Jianme examinait la situation. Il ne
pouvait pas retourner voir le roi sur un échec. La paroi qu'il avait
devant lui demanderait des mois de travaux pour y faire un chemin,
sans compter le risque de réveiller les esprits mauvais. De plus il
avait entrevu des mouvements en haut. Il se doutait que son ennemi
avait laissé des hommes pour surveiller. Il envoya plusieurs
patrouilles pour chercher une autre route. Lui-même décida d'aller
explorer le lieu d'effondrement. Il s'approcha avec son groupe en
prenant toutes les précautions possibles, mais rien ne se passa. Si
des yeux les observaient, personne ne se manifesta. Il découvrit ce
qu'il restait de la vallée. Une grande dalle était venue comme une
porte barrer la vallée, des rochers de la taille d'une maison
bloquaient les espaces restants. De l'eau coulait un peu par en
dessous mais pas autant qu'à leur arrivée. Par contre de nouvelles
sources étaient apparues en hauteur. Jianme comprit que l'eau allait
s'accumuler derrière la paroi. Jusqu'à quand?
- Lieutenant ! Lieutenant !
Jianme se retourna. Un messager
arrivait au galop. Il démonta avant que sa bête ne fut arrêtée.
Il s'inclina et sans attendre se redressa :
- On a fait une prise, un homme du
village de là-haut.
- Raconte.
- Il est arrivé sans se faire
remarquer. Il conduisait un petit troupeau de bêtes de somme. C'est
le chef de Tichcou qui est venu nous prévenir.
- Mon tracks !
Les deux cavaliers repartirent au
galop.
Bistasio se demandait s'il avait bien
fait de se lancer dans cette aventure. Les évènements ne se
déroulaient pas comme prévus. Il était arrivé sans plus
d'encombres à Tichcou mais son interlocuteur n'avait pas joué le
jeu de la discrétion.

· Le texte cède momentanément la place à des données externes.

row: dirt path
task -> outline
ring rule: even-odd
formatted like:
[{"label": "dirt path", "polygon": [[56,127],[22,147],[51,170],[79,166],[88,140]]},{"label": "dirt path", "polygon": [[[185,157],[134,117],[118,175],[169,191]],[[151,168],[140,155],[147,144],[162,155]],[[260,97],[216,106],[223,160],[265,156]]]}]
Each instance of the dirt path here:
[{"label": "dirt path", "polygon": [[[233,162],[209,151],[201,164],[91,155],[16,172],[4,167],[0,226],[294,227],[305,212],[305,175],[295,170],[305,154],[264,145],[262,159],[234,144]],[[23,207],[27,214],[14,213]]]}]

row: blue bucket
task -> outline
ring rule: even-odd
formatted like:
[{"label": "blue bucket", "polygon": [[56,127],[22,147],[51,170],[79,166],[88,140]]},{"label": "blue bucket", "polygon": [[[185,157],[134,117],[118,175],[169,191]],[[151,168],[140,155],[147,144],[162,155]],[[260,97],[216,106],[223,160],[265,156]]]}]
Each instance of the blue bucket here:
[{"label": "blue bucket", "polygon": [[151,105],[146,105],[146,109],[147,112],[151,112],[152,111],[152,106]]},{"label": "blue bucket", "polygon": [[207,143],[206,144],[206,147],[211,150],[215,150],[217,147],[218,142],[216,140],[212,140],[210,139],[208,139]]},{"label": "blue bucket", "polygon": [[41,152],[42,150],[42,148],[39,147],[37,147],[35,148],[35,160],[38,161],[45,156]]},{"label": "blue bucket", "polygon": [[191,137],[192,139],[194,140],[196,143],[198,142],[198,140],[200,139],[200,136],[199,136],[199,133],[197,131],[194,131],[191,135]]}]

Ses tiburs avaient été saisis et lui-même
était retenu sous bonne garde en attendant l'officier qui
commandait. De plus, ils parlaient une langue qu'il ne comprenait
pas. Habitué au parlé rocailleux des gens de la montagne, il
n'arrivait pas à suivre le phrasé chantant des hommes des plaines.
Quelques mots lui étaient compréhensibles mais cela ne suffisait
pas à suivre les conversations. Alors qu'il ressassait pour la
centième fois ces questions, un homme entra. Il était grand. Son
costume chamarré, son port hautain et les réactions du garde qui
s'était mis au garde-à-vous le désignaient comme le chef.
- Vous pouvez me détacher. Je ne vais
pas m'enfuir. Je suis là pour coopérer.
Le coup qu'il prit dans le ventre le
plia en deux et il tomba à genoux, le souffle coupé.
- Chanti...(Tu parleras quand on te le
dira.).
- Simati...(Vous n'auriez pas dû le
frapper, il était prêt à vous aider).
Celui qui venait de parler était le
chef de la ville de Tichcou.
- Cimap...(ça le rendra plus souple!)
dit le Lieutenant Jianme. Sialt...(Vous allez traduire).
Le chef de ville fronça les sourcils
mais n'ajouta rien. Il fit l'interprète pour l'interrogatoire. Il
sentit la haine de Jianme pour cet homme et tout ce qu'il
représentait. Les questions étaient courtes, incisives, orientées.
Les réponses de Bistasio étaient plus vagues, plus descriptives.
Petit à petit le lieutenant sembla prendre conscience des forces en
présence. Les guerriers blancs devinrent une réalité différente
des gens de la ville. Tout le monde n'était peut-être pas à mettre
dans le même panier. Les noms de Rinca et de Chountic vinrent se
mêler à la conversation. Puis les questions s'orientèrent sur le
chemin. Des tiburs avaient réussi le voyage, donc des tracks
pourraient passer. Bistasio expliqua que s'il avait pu passer avec
quelques bêtes, il n'en serait pas de même pour un corps d'armée
avec armes et bagages. Sur le chemin du haut, un seul homme pouvait
bloquer une colonne pendant des jours.
Jianme réfléchissait à tout ce qu'il
avait appris. Les guerriers du froid n'étaient pas nombreux. S'il
avait compris le bouseux, il n'y en avait qu'une cinquantaine tout au
plus. Avec sa compagnie, il était largement mieux doté. Il fallait
en savoir plus, mais il n'avait aucune confiance en Bisatsio. A moins
que celui-ci ne soit vraiment ce qu'il disait être, c'est-à-dire un
résistant à l'envahisseur venu du froid. Il décida de monter une
expédition par le chemin des crêtes.